Let’s begin Cybirdy new blog with the reproduction of the postscript of Goblin Market/Marché des Gobelins, Cybirdy Special Edition.
For those who have read Goblin market/Marché des Gobelins or are considering reading it, in English, French or both, Alix Daniel’s postscript shows once and for all that Goblin Market is not feminist.
Goblin Market is not about victims of a patriarchal power, it is about the diabolical effects of drugs and how familial strong connection is the fundamental element against this societal issue which has affected humanity for centuries.
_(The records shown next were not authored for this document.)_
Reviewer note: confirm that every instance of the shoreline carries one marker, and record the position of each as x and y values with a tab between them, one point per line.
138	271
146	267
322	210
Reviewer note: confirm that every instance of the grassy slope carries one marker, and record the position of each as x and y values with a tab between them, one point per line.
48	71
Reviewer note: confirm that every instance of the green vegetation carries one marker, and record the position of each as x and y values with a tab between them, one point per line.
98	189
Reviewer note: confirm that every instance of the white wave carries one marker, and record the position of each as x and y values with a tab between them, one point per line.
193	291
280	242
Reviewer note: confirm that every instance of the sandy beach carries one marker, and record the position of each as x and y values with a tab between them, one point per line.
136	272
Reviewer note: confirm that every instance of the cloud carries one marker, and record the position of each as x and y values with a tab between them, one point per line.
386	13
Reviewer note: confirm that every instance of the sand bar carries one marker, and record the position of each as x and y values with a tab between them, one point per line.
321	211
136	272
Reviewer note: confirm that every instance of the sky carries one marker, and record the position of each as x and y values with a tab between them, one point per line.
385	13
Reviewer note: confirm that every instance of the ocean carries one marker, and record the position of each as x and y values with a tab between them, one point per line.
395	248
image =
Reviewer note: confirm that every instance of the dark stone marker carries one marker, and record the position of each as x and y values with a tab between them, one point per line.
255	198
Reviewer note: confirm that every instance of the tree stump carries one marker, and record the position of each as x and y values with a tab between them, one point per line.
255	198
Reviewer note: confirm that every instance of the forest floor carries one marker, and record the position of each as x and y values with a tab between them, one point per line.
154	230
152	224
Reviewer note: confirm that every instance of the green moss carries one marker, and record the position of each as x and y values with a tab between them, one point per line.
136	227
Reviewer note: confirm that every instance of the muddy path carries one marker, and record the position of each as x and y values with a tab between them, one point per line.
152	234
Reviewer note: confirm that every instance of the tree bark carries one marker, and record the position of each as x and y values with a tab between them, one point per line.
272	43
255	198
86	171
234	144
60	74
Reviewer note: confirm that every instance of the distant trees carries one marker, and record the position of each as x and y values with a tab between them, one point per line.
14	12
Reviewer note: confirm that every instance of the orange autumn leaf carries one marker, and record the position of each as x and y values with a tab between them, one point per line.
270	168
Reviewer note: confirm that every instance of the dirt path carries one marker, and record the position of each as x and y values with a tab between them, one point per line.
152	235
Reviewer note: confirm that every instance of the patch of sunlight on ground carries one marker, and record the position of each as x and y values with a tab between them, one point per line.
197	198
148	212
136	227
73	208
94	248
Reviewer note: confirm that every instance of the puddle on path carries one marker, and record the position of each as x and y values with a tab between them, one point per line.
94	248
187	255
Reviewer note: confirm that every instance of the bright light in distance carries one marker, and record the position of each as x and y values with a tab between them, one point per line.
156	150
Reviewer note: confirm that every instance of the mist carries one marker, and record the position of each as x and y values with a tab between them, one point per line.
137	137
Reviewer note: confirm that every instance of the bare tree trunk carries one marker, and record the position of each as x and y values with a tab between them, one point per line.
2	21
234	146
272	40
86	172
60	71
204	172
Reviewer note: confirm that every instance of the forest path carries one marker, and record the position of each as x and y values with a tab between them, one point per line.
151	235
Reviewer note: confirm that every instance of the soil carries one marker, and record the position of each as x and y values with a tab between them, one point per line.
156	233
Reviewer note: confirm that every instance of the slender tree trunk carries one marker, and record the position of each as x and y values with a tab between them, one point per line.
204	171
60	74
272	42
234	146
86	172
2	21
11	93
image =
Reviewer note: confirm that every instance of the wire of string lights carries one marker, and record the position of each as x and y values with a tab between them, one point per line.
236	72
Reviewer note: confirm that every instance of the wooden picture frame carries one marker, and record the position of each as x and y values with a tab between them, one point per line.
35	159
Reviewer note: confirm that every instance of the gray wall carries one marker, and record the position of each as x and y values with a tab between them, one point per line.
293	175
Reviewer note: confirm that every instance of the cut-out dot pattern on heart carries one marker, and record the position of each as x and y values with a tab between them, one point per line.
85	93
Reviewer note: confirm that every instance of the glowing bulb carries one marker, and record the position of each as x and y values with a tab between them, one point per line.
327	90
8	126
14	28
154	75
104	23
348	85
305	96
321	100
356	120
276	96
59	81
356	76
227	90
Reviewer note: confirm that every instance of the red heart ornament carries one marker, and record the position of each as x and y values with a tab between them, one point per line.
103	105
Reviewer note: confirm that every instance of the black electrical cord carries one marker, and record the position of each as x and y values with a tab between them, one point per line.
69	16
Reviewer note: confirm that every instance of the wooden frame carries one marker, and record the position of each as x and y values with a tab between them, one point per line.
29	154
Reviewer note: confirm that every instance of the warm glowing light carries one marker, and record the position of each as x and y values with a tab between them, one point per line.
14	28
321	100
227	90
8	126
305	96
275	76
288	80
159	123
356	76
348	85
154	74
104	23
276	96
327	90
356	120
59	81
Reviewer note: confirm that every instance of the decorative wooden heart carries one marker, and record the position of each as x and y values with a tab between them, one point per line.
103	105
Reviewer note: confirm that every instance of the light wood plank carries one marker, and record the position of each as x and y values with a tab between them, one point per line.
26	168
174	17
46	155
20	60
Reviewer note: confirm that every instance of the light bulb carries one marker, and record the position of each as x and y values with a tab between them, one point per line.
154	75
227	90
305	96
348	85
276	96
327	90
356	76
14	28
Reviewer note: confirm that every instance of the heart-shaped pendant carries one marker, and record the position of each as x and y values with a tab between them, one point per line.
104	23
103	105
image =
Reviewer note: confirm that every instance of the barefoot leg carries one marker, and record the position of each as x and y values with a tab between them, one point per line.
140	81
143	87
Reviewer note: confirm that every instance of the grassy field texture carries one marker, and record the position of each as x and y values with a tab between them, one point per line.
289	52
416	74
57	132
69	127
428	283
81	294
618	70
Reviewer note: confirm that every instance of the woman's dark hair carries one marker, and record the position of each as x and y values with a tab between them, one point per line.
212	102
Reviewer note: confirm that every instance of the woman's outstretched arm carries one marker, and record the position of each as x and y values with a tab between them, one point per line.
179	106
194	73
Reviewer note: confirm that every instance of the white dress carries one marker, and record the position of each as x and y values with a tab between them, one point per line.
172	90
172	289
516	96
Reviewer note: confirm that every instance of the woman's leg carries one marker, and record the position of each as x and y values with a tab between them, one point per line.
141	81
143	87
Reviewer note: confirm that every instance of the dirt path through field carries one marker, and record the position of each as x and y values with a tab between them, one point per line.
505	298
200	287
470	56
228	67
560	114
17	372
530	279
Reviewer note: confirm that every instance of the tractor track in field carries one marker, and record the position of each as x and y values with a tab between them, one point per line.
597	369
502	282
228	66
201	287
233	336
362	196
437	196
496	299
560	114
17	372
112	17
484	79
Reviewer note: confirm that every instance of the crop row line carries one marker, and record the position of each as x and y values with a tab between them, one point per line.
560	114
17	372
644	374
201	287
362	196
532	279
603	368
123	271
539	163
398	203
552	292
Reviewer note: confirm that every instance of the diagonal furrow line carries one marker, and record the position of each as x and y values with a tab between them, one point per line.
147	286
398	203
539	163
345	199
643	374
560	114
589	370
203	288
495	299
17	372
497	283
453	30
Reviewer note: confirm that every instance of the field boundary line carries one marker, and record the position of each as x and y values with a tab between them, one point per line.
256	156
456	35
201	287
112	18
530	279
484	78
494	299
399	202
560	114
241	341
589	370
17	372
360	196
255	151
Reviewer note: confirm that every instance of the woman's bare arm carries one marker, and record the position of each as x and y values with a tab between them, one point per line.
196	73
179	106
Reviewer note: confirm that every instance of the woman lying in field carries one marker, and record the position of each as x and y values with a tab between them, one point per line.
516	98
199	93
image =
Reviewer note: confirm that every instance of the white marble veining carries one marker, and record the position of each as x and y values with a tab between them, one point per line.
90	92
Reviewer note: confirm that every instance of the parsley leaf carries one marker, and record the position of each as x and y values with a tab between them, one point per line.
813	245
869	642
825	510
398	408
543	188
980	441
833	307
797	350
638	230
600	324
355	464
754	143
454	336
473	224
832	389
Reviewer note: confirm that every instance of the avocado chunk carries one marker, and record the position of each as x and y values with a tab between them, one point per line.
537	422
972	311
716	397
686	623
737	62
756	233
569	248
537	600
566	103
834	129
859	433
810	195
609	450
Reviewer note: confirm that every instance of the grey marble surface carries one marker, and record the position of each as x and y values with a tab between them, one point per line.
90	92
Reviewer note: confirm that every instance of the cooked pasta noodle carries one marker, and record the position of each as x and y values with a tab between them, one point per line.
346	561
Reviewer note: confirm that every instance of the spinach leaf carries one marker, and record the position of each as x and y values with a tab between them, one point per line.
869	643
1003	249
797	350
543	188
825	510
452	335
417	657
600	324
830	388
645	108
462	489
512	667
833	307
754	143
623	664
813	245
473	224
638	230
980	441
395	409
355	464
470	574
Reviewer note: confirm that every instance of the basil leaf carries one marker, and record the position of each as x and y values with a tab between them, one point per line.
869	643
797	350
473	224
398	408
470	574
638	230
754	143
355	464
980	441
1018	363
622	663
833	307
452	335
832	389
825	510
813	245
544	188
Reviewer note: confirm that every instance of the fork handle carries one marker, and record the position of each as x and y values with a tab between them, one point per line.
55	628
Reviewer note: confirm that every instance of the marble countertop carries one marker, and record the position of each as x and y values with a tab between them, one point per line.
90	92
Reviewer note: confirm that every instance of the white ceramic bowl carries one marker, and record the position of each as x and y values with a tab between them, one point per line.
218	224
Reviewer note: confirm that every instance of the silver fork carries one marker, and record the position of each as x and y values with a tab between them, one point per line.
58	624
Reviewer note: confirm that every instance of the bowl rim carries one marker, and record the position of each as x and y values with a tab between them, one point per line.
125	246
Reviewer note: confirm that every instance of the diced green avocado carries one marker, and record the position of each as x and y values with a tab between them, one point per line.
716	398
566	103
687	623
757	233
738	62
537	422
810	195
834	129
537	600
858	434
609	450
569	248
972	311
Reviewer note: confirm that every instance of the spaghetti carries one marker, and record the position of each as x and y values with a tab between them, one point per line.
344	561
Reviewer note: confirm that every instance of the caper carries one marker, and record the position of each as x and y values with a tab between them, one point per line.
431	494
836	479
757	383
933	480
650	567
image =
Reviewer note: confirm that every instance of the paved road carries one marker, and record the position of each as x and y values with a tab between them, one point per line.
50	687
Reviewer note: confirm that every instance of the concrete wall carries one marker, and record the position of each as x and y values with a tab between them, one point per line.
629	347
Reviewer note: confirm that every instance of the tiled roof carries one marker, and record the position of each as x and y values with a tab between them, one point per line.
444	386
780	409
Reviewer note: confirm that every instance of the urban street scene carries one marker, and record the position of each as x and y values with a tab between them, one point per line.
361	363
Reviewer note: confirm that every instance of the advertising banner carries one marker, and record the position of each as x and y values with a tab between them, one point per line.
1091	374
And so, here is the post-scriptum in its entirety. Wishing you a Happy reading.
TRANSLATOR’S POSTSCRIPT
“Morning and evening maids heard the goblins cry”
So begins The Goblin Market, the brilliant work which inspired Alice’s Adventures in Wonderland. Its author is Christina Rossetti and she represents, with Tennyson, the vanished pre-1914 essence of British Victorian verse.
Christina Rossetti was not only admired by Lewis Carroll, the author of Alice’s Adventures in Wonderland and by her brother, the painter Dante Gabriel Rossetti, she was considered by many of her contemporaries to be the equal of Tennyson.
She was a genius and was first published at the age of 17. She never ceased to write poetry, in both Italian and English, until her early death from hyperthyroidism and breast cancer at the age of 63.
Christina Rossetti never married and refused three suitors one after the other. Yet while religious and pious, she was not narrow-minded, self-effacing or reclusive, on the contrary. Christina was a poet from her teens, but she also worked from the age of 29 at a refuge for ‘fallen women’ in London named St Mary Magdalene House. She was active against slavery and was a keen protector of the animal cause. She fought against vivisection, the surgery on live animals for the purpose of science.
Christina Rossetti participated actively in the highly mythologised Pre-Raphaelite movement founded by her brother Dante Gabriel Rossetti. While publishing poetry of her own, she wrote and edited many articles in The Germ, the Pre-Raphaelite literary periodical with the inspiring subtitle “Thoughts towards nature in art and literature”.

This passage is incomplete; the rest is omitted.